In this study, glucuronidation of paracetamol (CAS 103-90-2) by human liver microsomes and the effects of aliphatic alcohols and opiates were investigated. Paracetamol glucuronidation was optimised for various incubation conditions. Ten different aliphatic alcohols and the opiates morphine, codeine and dihydrocodeine were analysed as inhibitors of paracetamol glucuronidation. Furthermore, the effects of paracetamol on morphine-3 and codeine glucuronidation were investigated. Enzyme kinetic analysis was carried out via determination of the parameters K_m, V_max, K_i and the type of inhibition. Except for methanol and ethanol, all investigated alcohols inhibited glucuronidation of paracetamol. K_i values ranged between 4.59 mmol/l (n-pentanol) and 340.54 mmol/l (2-propanol). Extent of inhibition strongly depended on the structure and clearly increased with the length of the alkyl chain. All tested opiates inhibited paracetamol glucuronidation with K_i values between 4.02 mmol/l (dihydrocodeine) and 11.44 mmol/l (morphine). Paracetamol itself turned out to be an inhibitor of opiate glucuronidation. The apparent K_i values were 4.62 mmol/l (inhibition of morphine-3 glucuronidation) and 9.44 mmol/l (inhibition of codeine glucuronidation). A mixed inhibition type was determined for all substances.
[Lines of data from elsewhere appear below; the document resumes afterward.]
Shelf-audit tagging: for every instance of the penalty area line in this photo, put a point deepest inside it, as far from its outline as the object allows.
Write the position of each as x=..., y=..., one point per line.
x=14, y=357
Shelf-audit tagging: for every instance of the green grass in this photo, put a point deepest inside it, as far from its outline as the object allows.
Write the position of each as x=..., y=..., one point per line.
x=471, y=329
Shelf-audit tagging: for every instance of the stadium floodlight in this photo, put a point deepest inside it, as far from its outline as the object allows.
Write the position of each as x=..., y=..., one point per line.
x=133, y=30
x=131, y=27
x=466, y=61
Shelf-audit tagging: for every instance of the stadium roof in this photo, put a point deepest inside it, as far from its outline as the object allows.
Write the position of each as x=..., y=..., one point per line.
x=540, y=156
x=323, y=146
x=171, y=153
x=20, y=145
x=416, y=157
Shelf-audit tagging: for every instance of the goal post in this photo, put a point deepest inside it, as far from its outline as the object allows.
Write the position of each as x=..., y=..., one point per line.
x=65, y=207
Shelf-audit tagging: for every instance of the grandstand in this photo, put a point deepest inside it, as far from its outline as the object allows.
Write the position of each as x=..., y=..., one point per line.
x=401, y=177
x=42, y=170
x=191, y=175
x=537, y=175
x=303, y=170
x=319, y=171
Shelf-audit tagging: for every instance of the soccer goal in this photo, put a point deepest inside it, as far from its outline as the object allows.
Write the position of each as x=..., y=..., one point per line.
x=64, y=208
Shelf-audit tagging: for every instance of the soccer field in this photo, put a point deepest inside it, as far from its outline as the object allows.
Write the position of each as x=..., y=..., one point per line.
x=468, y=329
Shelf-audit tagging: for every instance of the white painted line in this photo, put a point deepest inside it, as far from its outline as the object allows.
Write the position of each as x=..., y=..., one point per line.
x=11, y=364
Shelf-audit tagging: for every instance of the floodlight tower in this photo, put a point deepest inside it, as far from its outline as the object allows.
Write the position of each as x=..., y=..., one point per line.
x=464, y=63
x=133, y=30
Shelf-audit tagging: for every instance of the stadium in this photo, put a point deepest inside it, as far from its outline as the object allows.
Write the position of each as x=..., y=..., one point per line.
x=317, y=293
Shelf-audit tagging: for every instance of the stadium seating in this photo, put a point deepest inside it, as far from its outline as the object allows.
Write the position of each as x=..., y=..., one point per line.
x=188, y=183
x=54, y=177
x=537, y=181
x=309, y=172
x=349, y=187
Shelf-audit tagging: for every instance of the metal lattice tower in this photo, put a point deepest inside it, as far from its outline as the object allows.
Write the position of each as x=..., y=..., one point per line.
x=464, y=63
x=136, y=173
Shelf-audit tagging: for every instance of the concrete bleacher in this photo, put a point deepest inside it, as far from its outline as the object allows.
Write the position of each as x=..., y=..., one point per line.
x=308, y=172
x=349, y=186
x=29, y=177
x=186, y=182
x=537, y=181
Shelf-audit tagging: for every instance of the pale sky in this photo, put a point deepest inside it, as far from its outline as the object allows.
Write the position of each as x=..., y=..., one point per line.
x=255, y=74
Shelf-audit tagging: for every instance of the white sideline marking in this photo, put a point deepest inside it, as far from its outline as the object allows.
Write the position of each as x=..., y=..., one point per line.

The in vitro studies show a great inhibition potential for the analysed substances. Transferring the results to the in vivo situation, a higher liver toxicity of paracetamol can be assumed, if concomitantly a lot of alcoholic beverages with congener alcohols - e.g. fruit schnapps or whisky - are drunk or if opiates - as analgesics or narcotics - are taken in higher doses.